Macroautophagy (hereafter referred to as autophagy) is an intracellular catabolic pathway involved in recycling of cellular components. The normal functioning of a variety of cell types important in both diabetes and obesity, including pancreatic beta cells and adipocytes, depends heavily on autophagy. Thus, it is critically important to understand the mechanisms that underlie this process. MAP1LC3B (LC3) is one of the central proteins involved in autophagy, playing essential roles in both the formation of autophagosomes as well as the capturing cargo for degradation by autophagy. Emerging evidence suggests nuclear forms of LC3 are also important in autophagy. However, the functions of nuclear LC3 are still largely unexplored and little information is currently available regarding LC3’s interacting partners in the nucleus. Work from our group has shown that in the nucleus, LC3 is contained within ~1000 kDa complexes. We also identified an initial list of candidate LC3-interacting proteins using mass spectrometry. These studies have revealed a number of intriguing candidate interacting partners of nuclear LC3, including ribosomal subunits and tubulin. These findings lead us to hypothesize that additional functions of nuclear LC3 remain to be discovered, and that the identification of bona fide nuclear LC3 interacting proteins could provide new insights into how autophagy maintains cellular and organismal homeostasis.
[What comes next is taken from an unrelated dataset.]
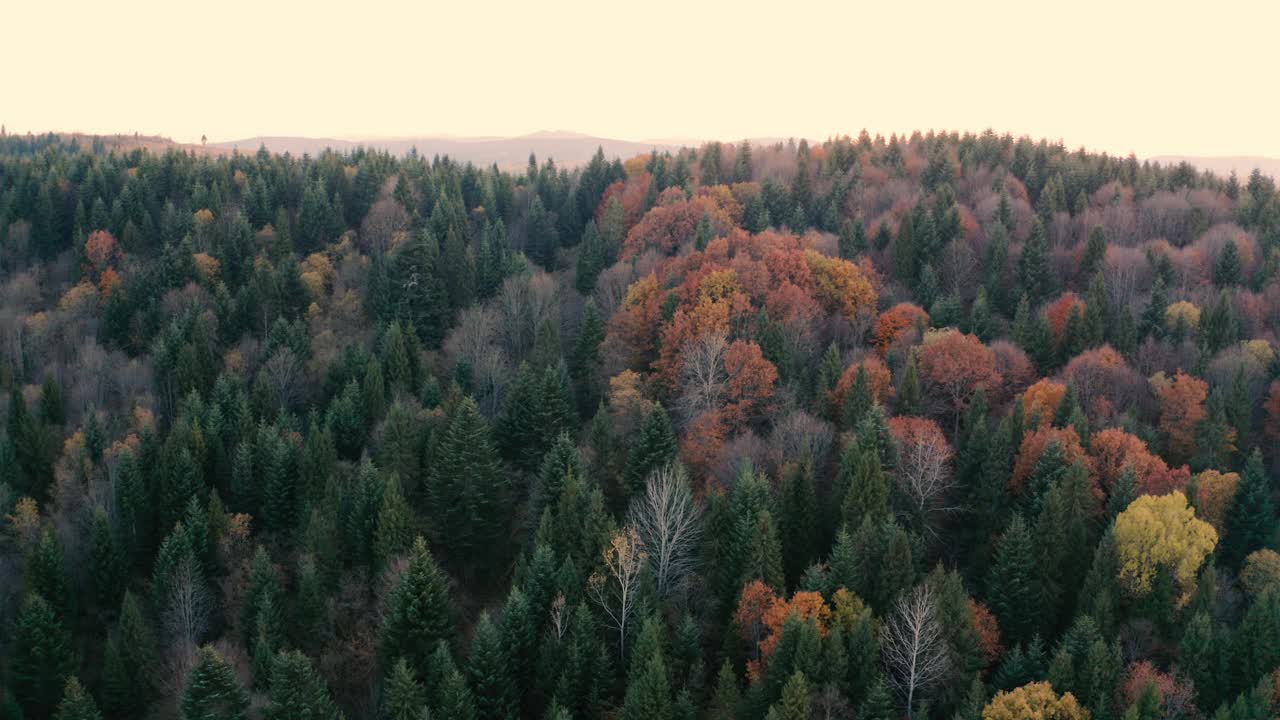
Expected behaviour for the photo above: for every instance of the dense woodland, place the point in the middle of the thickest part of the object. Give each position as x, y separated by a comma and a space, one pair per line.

Here, we propose to leverage and expand on our initial findings by i) determining how the nuclear LC3 interactome is physiologically regulated and ii) validating key interacting partners of nuclear LC3 and exploring the functional significance of their interactions. These studies will thus set the stage for obtaining external funding for future work focused on identifying new functions of nuclear LC3. Ultimately, these studies should provide a framework that will inform our understanding of how autophagy functions as a general regulator of metabolism and how this pathway can be exploited to help prevent and treat diabetes and obesity.